On this episode of Mostly Weekly we tackle the issue of the Radio City Rockettes being forced to perform at Trump’s inauguration, despite the fact that several of them would rather get root canals from a squirrel.

It’s an interesting turn of events for public outrage. Freeing the Rockettes from performing at the coronation of King Cheetohface is a cause célèbre on the progressive side of the Interwebs. That’s in stark contrast to the last three years, when photographers and cake bakers became the center of legal controversies for refusing to serve gay weddings.

In case you’re curious, I’ve celebrated my last three birthdays at a New York gay bar (it’s the only one where I can sing Broadway Musicals without irritating people. Also: cheap drinks!) I’m on board. Hell, if they ever make a gay pill I’ll try it out for a couple of weeks to see if I like it. But I don’t think we as a country should legally obligate people to serve customers they object to.

The usual counter to this opinion is: what if bigots refuse to serve Muslims? Or blacks? Or Jews? None of those examples are a desired outcome, of course. But it seems to me the exact same argument should be applied to freedom of speech. If we let people say whatever they want, what if some lowlifes use the n-word, or make misogynistic jokes, or spit out puns all the time? Unfortunately some degenerates will. But we as a nation seem to value freedom of speech enough to allow nasty uses of it. Most of the arguments I hear about abrogating freedom of association fall along the same lines as censorship restricting freedom of speech.

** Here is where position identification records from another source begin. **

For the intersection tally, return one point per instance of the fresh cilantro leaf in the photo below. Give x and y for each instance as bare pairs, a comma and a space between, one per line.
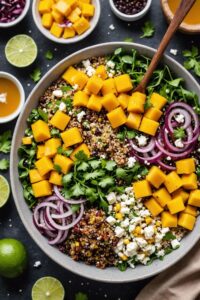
4, 164
36, 75
49, 55
148, 30
5, 142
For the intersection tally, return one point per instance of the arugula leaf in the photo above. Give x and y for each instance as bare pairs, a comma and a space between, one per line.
4, 164
148, 30
5, 141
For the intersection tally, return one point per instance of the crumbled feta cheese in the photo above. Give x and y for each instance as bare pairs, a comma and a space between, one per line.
175, 244
58, 93
80, 116
142, 140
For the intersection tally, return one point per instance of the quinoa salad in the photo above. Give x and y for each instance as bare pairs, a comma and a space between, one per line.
112, 175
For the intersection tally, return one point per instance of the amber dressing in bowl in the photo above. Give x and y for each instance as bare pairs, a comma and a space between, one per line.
193, 17
9, 97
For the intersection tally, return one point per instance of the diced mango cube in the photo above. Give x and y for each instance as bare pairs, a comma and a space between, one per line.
123, 83
156, 177
153, 113
63, 162
134, 120
44, 165
117, 117
42, 189
71, 137
109, 87
81, 25
55, 178
186, 221
149, 126
162, 196
142, 189
194, 198
172, 182
82, 147
168, 220
176, 205
41, 131
153, 206
189, 182
95, 103
110, 102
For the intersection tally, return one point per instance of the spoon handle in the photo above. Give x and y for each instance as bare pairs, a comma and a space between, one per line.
179, 16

There are exceptions to both. You can’t yell “FIRE!” in a crowded theater, because people might storm out and miss the previews. Also trampling sometimes leads to death. The law is not curtailing someone’s ability to express an idea or opinion, it’s penalizing people for explicitly using speech to incite panic and destruction. Libel and slander laws don’t curtail opinions, but they do punish people for saying demonstrably false statements about someone that hurt them economically. (In the United States we usually say “freedom of speech,” but “freedom of expression” is more apt–and inviolable.) I think the equivalent of this in terms of freedom of association is requiring doctors to take care of everyone, even if they personally disagree with a particular individual. In other words, your freedom of speech and freedom of association stop when their application or omission leads to injuring someone.

The best counterargument for curtailing freedom of association comes from court decisions regarding the 1964 Civil Rights Act. The bill consisted of eleven parts, of which Title II pertains to requiring businesses to serve blacks and the discussion above. The courts upheld the Civil Rights Act when challenged on the grounds that too many hotels and restaurants refused black people, which kept them from travelling and seeking economic opportunities elsewhere. In other words, courts did not uphold Title II on the grounds that we should legally penalize people for antisocial opinions, but rather that the law was necessary to ensure minorities have access to economic advancement.

I’m sympathetic to that line of reasoning. However I think it falls short of implicating wedding photographers and cake bakers. If a business refused to hire a gay man on account of his sexuality, his economic advancement is indeed impeded. But cakes and pictures are luxuries, not necessities, housing or jobs. At this point it seems to me we’re falling back on the argument of: the government should ban nasty thoughts. And the last think I want is empowering Donald Trump, his minions, or some future fascist with the power to punish me for what I say or who I hang out with.

Fortunately none of this Mostly Weekly episode features hateful, nasty words. (Although you do have to suffer through several horrible audition outtakes.)